Castle Varrich (Caisteal Bharraich) is a castle in the far north of the Scottish Highlands, near the village of Tongue. The castle is on a local high point of rock, overlooking both the Kyle of Tongue and the village of Tongue. The castle's precise origins and age are unknown.

The ancient seat of the chief of the Clan Mackay was at Castle Varrich, thought to be over one thousand years old; there are believed to be caves under the castle which were once inhabited by the Mackays. It is believed that the Mackays may have built their castle on the site in the 14th century, on top of an existing old Norse fort.

The walls are generally 1.4 m thick, or thicker, and have been built from roughly squared blocks of metamorphosed sandstone rock of varying thickness, laid in rough courses of random depth. The stones seem to have been laid without the use of mortar, and have suffered little from weathering, considering that the building may be 1000 years old, and considering the local weather. From places where parts of the walls have fallen away it appears that the construction seen on the wall faces is consistent throughout their thickness; as distinct from the type of walling where the faces have been constructed in a tidy fashion, but between them is a core of rubble.

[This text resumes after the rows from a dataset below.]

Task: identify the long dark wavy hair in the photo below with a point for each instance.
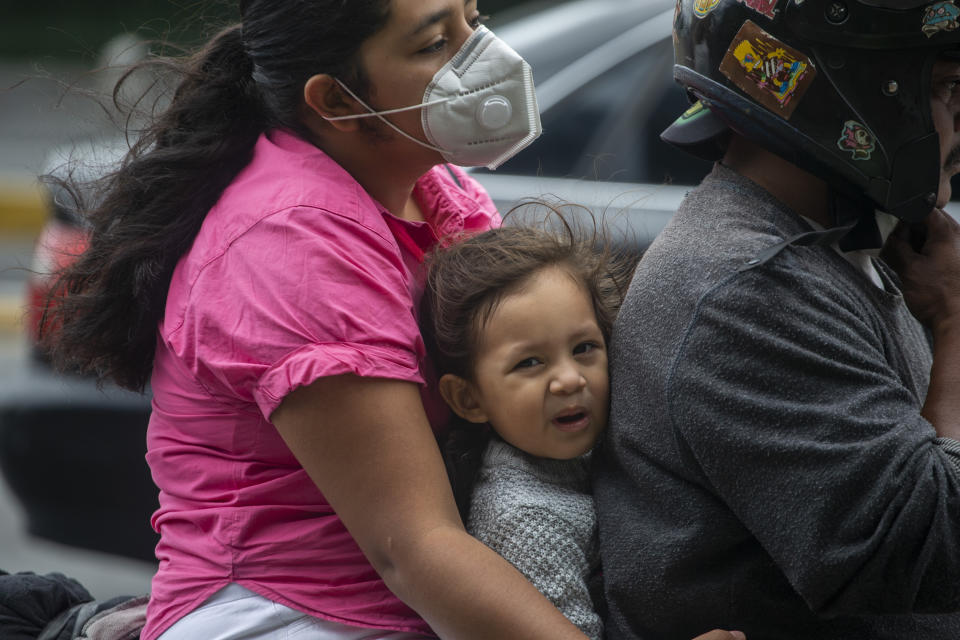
(467, 281)
(102, 315)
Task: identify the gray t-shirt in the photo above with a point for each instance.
(766, 467)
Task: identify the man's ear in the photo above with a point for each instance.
(462, 398)
(325, 98)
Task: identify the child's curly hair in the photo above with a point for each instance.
(466, 282)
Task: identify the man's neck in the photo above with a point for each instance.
(802, 192)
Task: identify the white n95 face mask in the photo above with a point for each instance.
(480, 109)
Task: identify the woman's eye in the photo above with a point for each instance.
(478, 20)
(436, 47)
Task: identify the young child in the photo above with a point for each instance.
(519, 320)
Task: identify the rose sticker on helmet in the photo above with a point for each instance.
(702, 7)
(857, 140)
(941, 16)
(771, 72)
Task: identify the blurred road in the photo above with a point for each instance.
(103, 575)
(37, 114)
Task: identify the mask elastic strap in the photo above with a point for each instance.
(380, 114)
(823, 238)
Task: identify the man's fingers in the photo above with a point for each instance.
(719, 634)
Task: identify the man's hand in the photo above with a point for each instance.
(930, 272)
(722, 635)
(931, 288)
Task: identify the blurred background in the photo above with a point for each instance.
(55, 59)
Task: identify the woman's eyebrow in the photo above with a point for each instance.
(434, 18)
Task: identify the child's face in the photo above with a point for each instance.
(541, 376)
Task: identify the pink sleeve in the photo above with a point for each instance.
(477, 192)
(304, 294)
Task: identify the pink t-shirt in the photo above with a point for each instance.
(295, 275)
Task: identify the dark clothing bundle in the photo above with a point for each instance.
(55, 607)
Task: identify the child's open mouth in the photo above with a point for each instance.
(572, 421)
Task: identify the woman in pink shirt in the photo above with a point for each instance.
(256, 260)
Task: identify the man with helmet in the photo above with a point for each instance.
(783, 453)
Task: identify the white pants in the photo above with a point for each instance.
(236, 613)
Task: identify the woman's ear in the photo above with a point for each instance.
(325, 98)
(462, 398)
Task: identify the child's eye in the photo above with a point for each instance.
(526, 363)
(585, 347)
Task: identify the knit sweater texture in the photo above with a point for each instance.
(766, 466)
(538, 514)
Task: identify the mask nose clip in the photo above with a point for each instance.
(494, 113)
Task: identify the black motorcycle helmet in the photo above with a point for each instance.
(840, 88)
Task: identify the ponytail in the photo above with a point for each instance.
(102, 314)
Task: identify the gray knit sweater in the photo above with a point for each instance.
(766, 466)
(538, 514)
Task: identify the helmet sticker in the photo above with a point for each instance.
(765, 7)
(702, 7)
(857, 140)
(941, 16)
(771, 72)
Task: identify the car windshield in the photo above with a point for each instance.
(609, 128)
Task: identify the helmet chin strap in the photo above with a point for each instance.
(855, 229)
(865, 233)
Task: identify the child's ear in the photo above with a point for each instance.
(462, 398)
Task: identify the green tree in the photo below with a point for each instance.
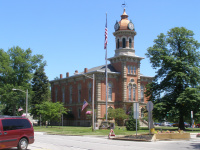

The castle had two floors plus an attic. The ground floor may have been used as stables; it was entered through an existing door on the north wall. There were no stairs between the two floors, suggesting that the ground floor was for horses or cattle. The upper floor entrance was on the south side and would most likely have been accessed by a ladder or removable stair. There was a window in the east wall and a fireplace in the west, but both have now collapsed past recognition. Later the clan chief's seat moved to Tongue House. There is a marked footpath from Tongue to Varrich Castle.

Varrich Castle has views of mountains Ben Loyal and Ben Hope.

The castle was updated in 2017 to make it more accessible with a galvanised steel spiral staircase and viewing platform inside allowing visitors a higher viewpoint over the Kyle of Tongue.